Open jasontlam opened 6 years ago
I guess part of reason is because of the insert strategy. The arg_max function will choose the next vertex to grow, then the selected vertex will be inserted into the sequence in somewhere lead to the minimal increase of the total tour length.
But since we get the same results by flipping the sign of the reward does it not mean we are not really learning the policy ? When the nodes are inserted in a place where it always minimizes the distance, it seems like the node we are picking does not really matter.
the arriving order of the next vertex matters according to my experiments. Say you have k nodes, each time one node arrives and you insert it. Different arriving order will lead to different order after the insert operation. The Q network here just learning which vertex to pick next, as for the inner order after picking the vertex, it is maintained by the insert function.
thanks for @stweiyy 's reply. Yes we have external maintainer for constructing the tour. Some heuristics like random insertion, closest insertion are all using this maintainer. So we try to see whether we can learn better than those heuristics.
But with this maintainer, the RL becomes a bit weird, since it suggest more on the long term reward -- and that's why we find flipping the reward would also help (since RL typically is biased towards short-term rewards).
But in the sense of minimizing the expected sum of rewards in the future(which is what Q-value means), it should be negative? right?
No, you are maximizing the expected reward. So flipping the sign is a trick which doesn't quite make sense, but it just works well in this particular case...
By the way, is it possible to learn a mechanism which predicts the position of the newly added node?
Then it is equivalent to choose the node and append to the end of tour (i.e., without the post-processing helper). It also learns up to some degree, but is not as good as the one with helper.
Hello,
I have a question, where do you have implemented helper function in code?
Thanks.
What do you mean by 'helper function?'.
For example for tsp2d, all the cpp implementations can be found under: https://github.com/Hanjun-Dai/graph_comb_opt/tree/master/code/s2v_tsp2d/tsp2d_lib
And the python code is just a wrapper for it.

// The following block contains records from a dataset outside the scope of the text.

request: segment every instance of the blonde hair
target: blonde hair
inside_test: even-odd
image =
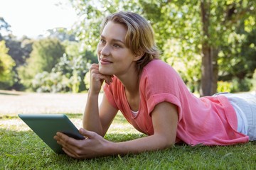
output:
[[[112,13],[102,21],[100,33],[110,21],[122,24],[127,28],[125,43],[134,54],[144,53],[136,63],[138,72],[140,73],[150,61],[159,57],[153,29],[144,18],[132,12],[119,11]]]

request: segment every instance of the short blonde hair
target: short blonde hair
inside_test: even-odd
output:
[[[119,11],[112,13],[102,21],[100,33],[110,21],[122,24],[127,28],[125,43],[134,54],[142,52],[144,53],[136,63],[138,72],[141,72],[150,61],[159,57],[152,27],[144,18],[132,12]]]

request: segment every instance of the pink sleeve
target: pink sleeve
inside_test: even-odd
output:
[[[114,100],[114,94],[112,91],[112,86],[108,84],[105,84],[103,86],[103,91],[105,94],[107,96],[107,101],[110,102],[110,103],[115,108],[118,109],[118,107]]]

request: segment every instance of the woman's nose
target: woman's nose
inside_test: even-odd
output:
[[[106,45],[104,47],[102,47],[100,51],[100,54],[102,55],[109,55],[110,53],[110,49],[109,45]]]

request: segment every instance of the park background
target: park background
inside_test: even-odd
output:
[[[102,19],[130,11],[152,25],[161,59],[178,72],[191,92],[255,90],[255,1],[68,2],[79,18],[73,27],[49,28],[33,38],[12,34],[11,26],[0,16],[0,89],[86,91],[89,67],[97,62]]]
[[[226,147],[176,145],[80,162],[56,155],[17,117],[17,113],[65,113],[78,128],[82,126],[88,70],[97,62],[100,23],[117,11],[138,13],[150,22],[161,60],[180,74],[192,93],[201,96],[221,91],[254,93],[255,1],[67,1],[79,18],[72,28],[48,28],[37,36],[15,35],[11,24],[0,16],[0,169],[256,169],[253,142]],[[58,1],[57,5],[65,4]],[[38,20],[48,20],[46,14],[47,9],[46,18]],[[21,19],[26,23],[26,18]],[[105,137],[121,142],[143,135],[119,113]]]

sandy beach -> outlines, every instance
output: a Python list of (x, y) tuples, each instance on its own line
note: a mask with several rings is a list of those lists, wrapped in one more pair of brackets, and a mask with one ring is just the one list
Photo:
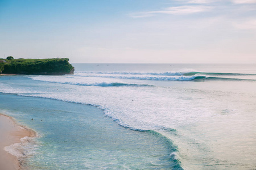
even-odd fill
[(16, 75), (16, 74), (0, 74), (0, 76), (2, 75)]
[(20, 169), (18, 158), (6, 152), (4, 148), (19, 143), (24, 137), (34, 137), (35, 133), (16, 124), (9, 116), (0, 114), (0, 169)]

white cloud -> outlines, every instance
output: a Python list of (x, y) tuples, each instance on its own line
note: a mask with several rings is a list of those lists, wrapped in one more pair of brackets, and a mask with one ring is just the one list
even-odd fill
[(256, 3), (256, 0), (232, 0), (232, 1), (237, 4)]
[(233, 22), (233, 25), (239, 29), (256, 29), (256, 19), (241, 22)]
[(180, 6), (170, 7), (163, 10), (134, 13), (130, 16), (133, 18), (143, 18), (152, 16), (158, 14), (188, 15), (209, 11), (212, 8), (212, 7), (207, 6)]
[(183, 2), (185, 3), (194, 4), (209, 4), (221, 0), (176, 0), (176, 1)]

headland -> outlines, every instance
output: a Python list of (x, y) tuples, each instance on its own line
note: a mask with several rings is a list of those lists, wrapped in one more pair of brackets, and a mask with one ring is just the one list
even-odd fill
[(74, 74), (68, 58), (0, 59), (0, 74), (64, 75)]

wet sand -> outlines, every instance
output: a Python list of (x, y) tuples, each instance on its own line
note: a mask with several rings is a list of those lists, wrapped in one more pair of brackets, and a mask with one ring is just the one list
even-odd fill
[(12, 118), (0, 114), (0, 169), (20, 169), (21, 163), (18, 158), (6, 152), (4, 148), (19, 143), (24, 137), (35, 137), (35, 134), (34, 131), (16, 124)]
[(16, 74), (0, 74), (0, 76), (1, 75), (16, 75)]

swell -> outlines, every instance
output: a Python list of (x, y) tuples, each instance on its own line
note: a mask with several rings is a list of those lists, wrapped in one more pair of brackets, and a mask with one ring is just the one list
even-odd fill
[(183, 75), (193, 76), (196, 74), (204, 74), (207, 75), (233, 75), (233, 76), (247, 76), (256, 75), (256, 74), (244, 74), (244, 73), (208, 73), (208, 72), (189, 72), (183, 74)]
[[(160, 141), (163, 144), (166, 146), (166, 150), (168, 151), (168, 154), (166, 155), (163, 155), (161, 158), (160, 161), (163, 162), (168, 162), (170, 163), (169, 165), (167, 166), (166, 167), (164, 167), (166, 169), (175, 169), (175, 170), (181, 170), (183, 169), (183, 168), (181, 167), (181, 162), (177, 159), (177, 154), (176, 152), (178, 151), (177, 147), (174, 144), (174, 143), (172, 142), (172, 141), (167, 137), (165, 135), (162, 134), (160, 132), (157, 131), (156, 130), (143, 130), (141, 129), (137, 129), (133, 127), (131, 127), (130, 126), (125, 124), (122, 122), (122, 121), (117, 118), (114, 117), (113, 116), (108, 114), (106, 113), (106, 110), (104, 109), (102, 109), (101, 106), (100, 105), (96, 105), (94, 104), (87, 104), (87, 103), (80, 103), (80, 102), (75, 102), (75, 101), (67, 101), (65, 100), (62, 100), (60, 99), (57, 99), (55, 97), (43, 97), (37, 95), (28, 95), (28, 94), (6, 94), (3, 92), (0, 92), (0, 94), (8, 94), (8, 95), (18, 95), (24, 97), (38, 97), (38, 98), (42, 98), (42, 99), (48, 99), (51, 100), (59, 100), (67, 103), (76, 103), (76, 104), (86, 104), (88, 105), (91, 105), (93, 107), (98, 107), (102, 110), (104, 110), (105, 114), (104, 115), (106, 117), (109, 117), (112, 120), (116, 122), (119, 126), (122, 126), (124, 128), (127, 128), (131, 130), (134, 131), (140, 131), (141, 133), (146, 133), (149, 134), (151, 135), (153, 135), (155, 137), (156, 137), (158, 139), (160, 139)], [(165, 130), (167, 131), (176, 131), (176, 130), (170, 129), (170, 128), (159, 128), (159, 130)]]
[(32, 78), (34, 80), (44, 82), (49, 82), (49, 83), (60, 83), (60, 84), (71, 84), (71, 85), (77, 85), (77, 86), (101, 86), (101, 87), (119, 87), (119, 86), (151, 86), (151, 85), (148, 84), (134, 84), (134, 83), (119, 83), (119, 82), (95, 82), (93, 83), (75, 83), (71, 82), (60, 82), (56, 80), (43, 80), (43, 79), (37, 79), (34, 78)]
[(229, 78), (223, 77), (216, 76), (197, 76), (194, 79), (195, 80), (224, 80), (224, 81), (248, 81), (255, 82), (256, 79), (238, 79), (238, 78)]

In the paper (page 6, table 1), there is a helper function in the tsp2d problem that is for inserting operations, is it right? I want to know how you have implemented this. Is it implemented as an explicit c++ function or is it written on other functions?
It is implemented in the environment. The RL agent is not aware of it.
Hello,
I was going through the code for s2v_tsp2d and was wondering if you could clarify something. When you call the predict function you use
arg_max
to select the best node even though it is a minimization problem. I also tried settingint sign = -1;
in tsp2d_env and still got minimum tour lengths. Could you explain where the minimization is occurring ?Thank you for your time !